IdsExportPlugin
A plugin (to be more precise: set of plugins) for Solr allowing time-efficient export of Ids of all found documents (or any DocValues-enabled field values) in comma-separated format without sorting. Lack of result sorting results in significantly better performance then Solr build-in /export
endpoint.
Note: the plugin is developed and tested on standalone Solr instance, without any promises nor guarantees about Solr Cloud.
Requirements
- Solr version > 7.2 (tested with 7.2.1)
- Solr running in standalone mode (Solr Cloud not supported)
Motivation
The initial motivation for creating this plugin was ability to produce output, which could be used as a direct input for Terms Query Parser in another Solr request. Example:
First, search Car Brands index and give me IDs of all brands, which sell in Poland
http://localhost:8080/car_brands/select?availability:pl&fq={!ids field=brand_id}&wt=ids Output: vw,opel,audi
Then, search Car Models index and give me models with electric engine:
http://localhost:8080/car_models/select?engine:electric&fq={!terms f=brand_id}vw,opel,audi
Other possible use cases include:
- simplifying batch jobs which do some calculation based on a full result set and doesn't require any document order (f.ex. recalculate popularity for all product from Poland every day) - removes necessity of paging
- creating reports - finding all documents matching criteria
- replacing
/export
endpoint when sorting is not required
Basic concepts
IdsExportPlugin consists of:
IdsExportFilter
IdsExportSearchComponent
IdsExportResponseWriter
The idea behind IdsExportPlugin is to use a post-filter (IdsExportFilter
) as the last filter during the request processing phase, which will collect all found Document Ids in an optimized data structure.

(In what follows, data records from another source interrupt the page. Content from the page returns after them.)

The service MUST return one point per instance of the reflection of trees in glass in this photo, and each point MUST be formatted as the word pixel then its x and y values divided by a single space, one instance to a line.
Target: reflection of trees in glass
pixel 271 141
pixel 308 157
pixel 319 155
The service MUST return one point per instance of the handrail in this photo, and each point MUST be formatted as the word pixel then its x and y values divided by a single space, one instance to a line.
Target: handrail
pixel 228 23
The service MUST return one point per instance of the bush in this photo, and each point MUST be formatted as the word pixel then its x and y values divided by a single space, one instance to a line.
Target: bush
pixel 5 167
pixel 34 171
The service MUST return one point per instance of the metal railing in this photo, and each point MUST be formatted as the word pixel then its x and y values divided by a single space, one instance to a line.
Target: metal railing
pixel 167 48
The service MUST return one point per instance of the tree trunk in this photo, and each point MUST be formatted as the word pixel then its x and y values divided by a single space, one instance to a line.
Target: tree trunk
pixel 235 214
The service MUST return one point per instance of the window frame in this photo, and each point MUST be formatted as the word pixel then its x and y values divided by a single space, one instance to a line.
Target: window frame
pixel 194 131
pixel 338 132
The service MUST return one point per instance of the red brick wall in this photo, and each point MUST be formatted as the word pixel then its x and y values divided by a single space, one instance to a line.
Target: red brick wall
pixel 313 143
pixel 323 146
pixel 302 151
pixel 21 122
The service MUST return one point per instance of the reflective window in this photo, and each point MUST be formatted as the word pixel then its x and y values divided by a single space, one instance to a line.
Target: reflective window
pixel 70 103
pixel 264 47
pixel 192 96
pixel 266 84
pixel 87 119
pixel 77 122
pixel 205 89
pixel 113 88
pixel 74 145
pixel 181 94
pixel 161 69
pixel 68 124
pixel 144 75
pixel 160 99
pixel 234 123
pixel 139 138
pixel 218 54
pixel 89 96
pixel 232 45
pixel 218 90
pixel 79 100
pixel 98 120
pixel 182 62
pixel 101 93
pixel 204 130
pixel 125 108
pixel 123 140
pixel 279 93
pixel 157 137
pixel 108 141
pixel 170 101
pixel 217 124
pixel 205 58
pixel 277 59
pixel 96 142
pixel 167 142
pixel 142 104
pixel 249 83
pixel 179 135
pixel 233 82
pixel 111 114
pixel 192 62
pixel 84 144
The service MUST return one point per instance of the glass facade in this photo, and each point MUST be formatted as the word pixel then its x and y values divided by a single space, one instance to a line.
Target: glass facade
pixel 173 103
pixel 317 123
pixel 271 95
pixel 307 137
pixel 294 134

Then IdsExportSearchComponent
will write those Ids to the response, and IdsExportResponseWriter
will output them in comma-separated format.
IdsExportFilter
IdsExportFilter
is a Solr post-filter. In Solr terminology, a filter is a piece of code which decides, whether the document matches search criteria and should be included in the response. A post-filter will be executed after regular filters, thanks to this it works on limited set of documents, already filtered by previous filters.
IdsExportFilter
implements the post-filter interface, but doesn't really decides if a document matches search criteria or not - it accepts all documents - but instead it collects certain field values from documents, and stores them in a data structure. The field name is defined in the request URL or configuration.
This filter was initially designed to read values of the documents' unique key, but in fact it can read values of any field, which has DocValues enabled. In this document we will refer to those values as Ids
.
Internally, Ids are stored in a data structure:
- in case of fields with Numeric or Sorted Numeric DocValues, Ids (which are longs) are stored inside
com.carrotsearch.hppc.LongArrayList
(data structure based on array of primitive longs) - in case of fields with Binary, Sorted or SortedSet DocValues, Ids (which are Strings) are stored as an ArrayList of
org.apache.lucene.util.BytesRef
(lucene-optimized type for string binary values, mainly used for Strings)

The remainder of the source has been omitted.